Black Lightning creator Salim Akil on how the series finale changed, Season 5 ideas, more potential spinoffs

By Matthew Jackson
Jerfferson Pierce Black Lightning

The COVID-19 pandemic meant a lot of changes for a lot of major television shows, and if you're a Black Lightning fan the chaos the pandemic wrought on that particular series may have felt especially jarring. The CW superhero drama was renewed for a fourth season in the early weeks of 2020, before the pandemic began. By November of 2020, before a single episode of Season 4 could air, The CW announced that the fourth season of Black Lightning would be the final one — and the Season 4 premiere didn't arrive until more than a year after the renewal was first announced.

That's a lot to take in as a fan, but it's even more to take in if you're the person in charge of guiding the show. After the series finale of Black Lightning aired earlier this week, completing four years of adventures, creator Salim Akil told Deadline that all the pandemic delays were actually a bit of a blessing as he and his writing staff began to rework the show's ending.

"With Covid and the rules and regulations around that, we had written about 11 scripts, and then had to go back and rewrite them for several reasons. So, we found ourselves in a beautiful creative space, and we actually found the ending. We had one ending set up, but we had to find another one. But I’m pretty pleased with the ending that we have."
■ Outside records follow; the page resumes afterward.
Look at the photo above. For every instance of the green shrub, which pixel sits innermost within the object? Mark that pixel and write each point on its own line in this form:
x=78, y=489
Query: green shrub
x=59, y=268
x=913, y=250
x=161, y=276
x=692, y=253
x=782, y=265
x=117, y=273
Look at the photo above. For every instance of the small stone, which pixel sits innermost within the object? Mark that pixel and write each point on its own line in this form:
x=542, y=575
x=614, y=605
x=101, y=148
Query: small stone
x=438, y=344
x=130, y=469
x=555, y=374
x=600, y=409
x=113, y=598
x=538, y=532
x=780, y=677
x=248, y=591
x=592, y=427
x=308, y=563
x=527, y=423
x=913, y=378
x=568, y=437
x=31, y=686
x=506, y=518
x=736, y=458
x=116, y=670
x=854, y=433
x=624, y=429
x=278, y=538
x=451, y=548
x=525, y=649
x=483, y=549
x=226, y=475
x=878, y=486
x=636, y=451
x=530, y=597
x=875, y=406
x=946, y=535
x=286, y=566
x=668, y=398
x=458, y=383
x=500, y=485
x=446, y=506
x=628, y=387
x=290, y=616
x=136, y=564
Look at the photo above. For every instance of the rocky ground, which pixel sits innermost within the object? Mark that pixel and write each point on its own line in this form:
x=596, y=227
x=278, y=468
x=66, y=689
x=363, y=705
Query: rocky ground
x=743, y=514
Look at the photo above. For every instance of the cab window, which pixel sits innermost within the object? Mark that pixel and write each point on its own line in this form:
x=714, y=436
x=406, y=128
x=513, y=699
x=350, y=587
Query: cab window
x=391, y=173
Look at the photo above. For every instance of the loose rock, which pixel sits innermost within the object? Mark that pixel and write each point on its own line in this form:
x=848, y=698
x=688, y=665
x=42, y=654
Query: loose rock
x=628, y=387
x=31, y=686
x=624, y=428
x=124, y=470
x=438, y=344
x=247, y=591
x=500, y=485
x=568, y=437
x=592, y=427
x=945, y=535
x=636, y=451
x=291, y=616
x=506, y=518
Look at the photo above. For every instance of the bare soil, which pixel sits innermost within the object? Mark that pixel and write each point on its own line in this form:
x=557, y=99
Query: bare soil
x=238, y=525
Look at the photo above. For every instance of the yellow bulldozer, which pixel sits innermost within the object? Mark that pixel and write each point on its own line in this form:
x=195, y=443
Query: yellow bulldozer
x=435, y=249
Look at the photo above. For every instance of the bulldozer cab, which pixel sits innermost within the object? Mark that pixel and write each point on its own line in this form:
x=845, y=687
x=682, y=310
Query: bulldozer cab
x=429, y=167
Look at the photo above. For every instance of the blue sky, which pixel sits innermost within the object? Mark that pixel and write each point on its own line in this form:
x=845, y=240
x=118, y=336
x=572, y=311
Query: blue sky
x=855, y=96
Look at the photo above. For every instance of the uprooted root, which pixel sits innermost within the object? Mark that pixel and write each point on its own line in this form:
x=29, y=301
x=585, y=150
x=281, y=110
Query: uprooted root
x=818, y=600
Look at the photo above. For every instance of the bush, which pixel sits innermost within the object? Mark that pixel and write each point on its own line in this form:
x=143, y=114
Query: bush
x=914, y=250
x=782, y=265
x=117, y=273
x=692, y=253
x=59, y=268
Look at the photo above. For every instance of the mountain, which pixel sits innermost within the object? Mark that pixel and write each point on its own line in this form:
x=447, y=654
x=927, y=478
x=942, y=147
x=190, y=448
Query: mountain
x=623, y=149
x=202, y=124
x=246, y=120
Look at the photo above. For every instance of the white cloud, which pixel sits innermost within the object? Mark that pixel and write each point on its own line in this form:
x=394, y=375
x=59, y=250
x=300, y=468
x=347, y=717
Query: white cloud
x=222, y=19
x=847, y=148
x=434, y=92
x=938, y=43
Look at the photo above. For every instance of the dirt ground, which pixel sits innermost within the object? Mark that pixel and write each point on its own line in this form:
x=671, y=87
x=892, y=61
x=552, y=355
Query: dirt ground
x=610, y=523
Spoilers ahead for Black Lightning's series finale.

Asked what he and his team ended up changing about the ending of the series — which featured Jefferson Pierce defeating Tobias Whale only to then announce his retirement from crimefighting — Akil answered that the original idea was a more "family-oriented" version of the season-long arc, which was complicated by both pandemic protocols and the departure of original cast member China Anne McClain.

"We wanted to deal with trauma in the Black community, and how people deal with trauma in certain communities. I think we still managed to do that, but we had to sort of readjust the approach, and it’s a very subtle thing. But subtle things in writing and television series sometimes can be like an earthquake," Akil explained.

Though Akil also noted that he'd known for some time that the series would end with Season 4, and the pandemic didn't play a role in that decision, he also made it clear that there were always ideas for what might have been in Season 5 and beyond. There were also, of course, ideas for Black Lightning spinoffs, including a Painkiller series that was set up by Season 4 but, The CW announced this week, didn't move forward at the network.

So, could other spinoffs ultimately happen? Well, Jefferson Pierce still has a whole family of heroes around him, so in Akil's mind anything's possible.

"I think that if there was a possibility, the possibility would land in Thunder and Grace and Lightning. I think that that could be a wonderful show," Akil said. "People would be familiar with the characters, be familiar with their backstory. They would be familiar with their wants, their needs and their goals. I think that that trio of women are just very dynamic and talented, so I could see something like that, for sure."